- Interactive map of the Hotel Riu Plaza London Victoria area
- Hotel chain: Riu Plaza

General information
- Location: Victoria, City of Westminster, London, England, 1 Neathouse Place, London SW1V 1LH
- Coordinates: 51°29′41″N 0°08′31″W﻿ / ﻿51.4947°N 0.14199°W
- Opening: 28 July 2023
- Owner: RIU Hotels & Resorts
- Operator: RIU Hotels & Resorts

Technical details
- Floor count: 12

Design and construction
- Architect: Aros Architects (hotel conversion)

Other information
- Number of rooms: 435
- Number of restaurants: 1

Website
- www.riu.com/en/hotel/united-kingdom/london/hotel-riu-plaza-london-victoria

= Hotel Riu Plaza London Victoria =

Hotel in Victoria, London

Hotel Riu Plaza London Victoria is a four-star hotel opposite London Victoria station at 1 Neathouse Place, in Victoria, City of Westminster. Opened on 28 July 2023, it was RIU Hotels & Resorts's first hotel in the United Kingdom. Its 435 rooms are spread across 12 floors of a converted 1960s office and retail building.

== History ==

The building was constructed in the 1960s as an office block, with retail and storage space at street level. A flagship Woolworths store occupied the ground floor during part of this period. Its structural frame used post-tensioned concrete, including a transfer girder that allowed part of the building to span Neathouse Place.
The building underwent a major refurbishment in the 1990s.
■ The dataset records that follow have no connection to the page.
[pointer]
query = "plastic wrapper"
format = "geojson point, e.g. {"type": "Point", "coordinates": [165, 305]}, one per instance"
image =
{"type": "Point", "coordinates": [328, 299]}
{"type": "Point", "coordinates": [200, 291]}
The works included the removal of some internal concrete shear walls, replacement of the façade, and relocation of the main entrance from Vauxhall Bridge Road to Wilton Road, where a circular glazed entrance structure was added. The building continued to be used for offices, with an Argos store occupying part of the premises, until work began to convert it into a hotel.
RIU acquired the site in September 2018. The initial proposal was for a 350-room hotel scheduled to open in 2020, with an estimated investment of about €250 million. The project was subsequently delayed, and the hotel opened in July 2023 with 435 rooms.

Aros Architects handled the conversion design, with Evolve Consulting Engineers as structural engineer and McLaren Construction as main contractor, on a £63 million build contract. The finished building was rated "Very Good" under the BREEAM environmental assessment scheme.

== Design and facilities ==

The 1960s concrete frame was largely kept rather than demolished. Its central tower still crosses a roadway on a 20 m post-tensioned box girder, though three adjoining podium blocks were extended for extra guest rooms and the tower's floor plates widened with lightweight cantilevered sections; both the tower and podium façades were replaced in the process.

The result reads as two buildings in one: a tower rising above a lower podium. What was added as a circular glazed drum in the 1990s refurbishment now serves as the hotel's entrance and lobby. Beyond its 435 rooms and suites, the hotel has a restaurant, a lobby bar, and a fitness centre.